Règle n°1 du bon film d’horreur : pour que le spectateur ait le trouillomètre au max, il faut le laisser dans l’incertitude, dans la peur de l’inconnu. Quand on voit un morceau d’un monstre, ce n’est pas de ce qu’on distingue qu’on a peur, mais de ce qu’il nous cache, ce qu’on ne voit pas.

Règle n°2 : le monstre reste le maître à bord jusqu’à la fin, c’est lui qui maîtrise les évènements, et nous sommes simplement des proies faciles. Un monstre qui attrape systématiquement sa victime nous provoque une peur panique, on n’a aucune chance contre lui, on ne peut pas lui échapper. A partir du moment où on peut lui échapper, voire le coincer, on commence à prendre pouvoir sur lui , à reprendre confiance, et la peur disparaît.

The thing 1982 The thing 2011
Pendant leur recherche, les américains partent d’une photo trouvée chez les norvégiens, puis on découvre que le monstre est arrivé de l’espace. Mais le vaisseau spatial ne livrera jamais ses secrets. Quelques survivants entrent dans la navette (« tiens, c’est sa maison. Et il a même pas de micro-ondes héhé »), et on a même le plaisir d’avoir une confrontation avec la bestiole de l’espace dans son propre habitat.

Règle n°3 : le monstre doit rester autant déshumanisé que possible, dans la forme comme dans son mode de vie. Si on ne sait pas comment il vit, on ne peut pas trouver ses points faibles, on ne peut pas le piéger. Et surtout on ne peut pas s’identifier à lui. Il est et demeure une menace pleine d’interrogations.

The thing 1982 The thing 2011
On est en 1982, donc c’est gélatine,slime et latex-power. C’était super, pas parfait, mais ça restait tangible En 2011, les images de synthèse permettent de réaliser toute sorte de fantaisie, donc on n’hésite pas.

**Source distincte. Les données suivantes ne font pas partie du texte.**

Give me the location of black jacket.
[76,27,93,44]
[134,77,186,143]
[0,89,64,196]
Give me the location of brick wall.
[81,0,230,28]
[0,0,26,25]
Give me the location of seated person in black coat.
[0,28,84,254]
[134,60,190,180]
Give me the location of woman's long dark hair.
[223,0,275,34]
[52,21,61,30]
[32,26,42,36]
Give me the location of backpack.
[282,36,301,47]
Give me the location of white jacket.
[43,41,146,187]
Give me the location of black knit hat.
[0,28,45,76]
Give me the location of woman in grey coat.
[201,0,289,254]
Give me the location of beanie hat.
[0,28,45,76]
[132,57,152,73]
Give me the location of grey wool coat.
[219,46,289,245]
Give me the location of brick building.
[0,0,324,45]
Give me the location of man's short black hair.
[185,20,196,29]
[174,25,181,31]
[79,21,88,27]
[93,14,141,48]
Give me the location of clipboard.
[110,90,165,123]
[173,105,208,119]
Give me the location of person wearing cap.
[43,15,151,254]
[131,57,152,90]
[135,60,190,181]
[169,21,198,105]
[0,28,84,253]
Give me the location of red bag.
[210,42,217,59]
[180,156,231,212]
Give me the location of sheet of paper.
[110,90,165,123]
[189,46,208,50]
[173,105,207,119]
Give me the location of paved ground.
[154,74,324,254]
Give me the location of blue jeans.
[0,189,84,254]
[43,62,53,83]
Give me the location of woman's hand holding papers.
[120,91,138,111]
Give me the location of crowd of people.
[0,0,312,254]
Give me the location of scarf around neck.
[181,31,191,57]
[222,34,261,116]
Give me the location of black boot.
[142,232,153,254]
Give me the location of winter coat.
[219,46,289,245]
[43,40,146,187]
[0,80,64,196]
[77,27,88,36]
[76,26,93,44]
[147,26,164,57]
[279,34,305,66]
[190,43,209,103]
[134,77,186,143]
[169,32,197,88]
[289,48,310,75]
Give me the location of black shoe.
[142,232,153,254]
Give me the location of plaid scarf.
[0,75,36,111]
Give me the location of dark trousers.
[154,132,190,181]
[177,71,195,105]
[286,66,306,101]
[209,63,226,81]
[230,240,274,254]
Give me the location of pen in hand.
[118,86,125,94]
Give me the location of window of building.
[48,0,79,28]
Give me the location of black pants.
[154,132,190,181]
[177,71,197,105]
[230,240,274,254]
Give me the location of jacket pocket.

Règle n°4 : les images de synthèse permettent de réaliser des scènes qui seraient difficiles, voire impossibles, autrement. Seulement, les acteurs se retrouvent alors à gesticuler devant du vent pendant que ça tourne (et dans certains films ça se ressent). Mais surtout, malgré les progrès de la technique, on n’arrive pas encore à simuler totalement les propriétés organiques de la matière. En gros, nos yeux et notre cerveau nous disent « il y a un truc qui sonne faux », et on prend de la distance par rapport à ce qu’on voit.

Voilà, ce sont 4 règles élémentaires, et il y en certainement d’autres, mais je suis en manque d’inspiration pour le moment.

Et pour en revenir au film, en ce qui me concerne je garde précieusement le Blu-ray de l’édition de 1982 réalisée par John Carpenter. Sans hésiter.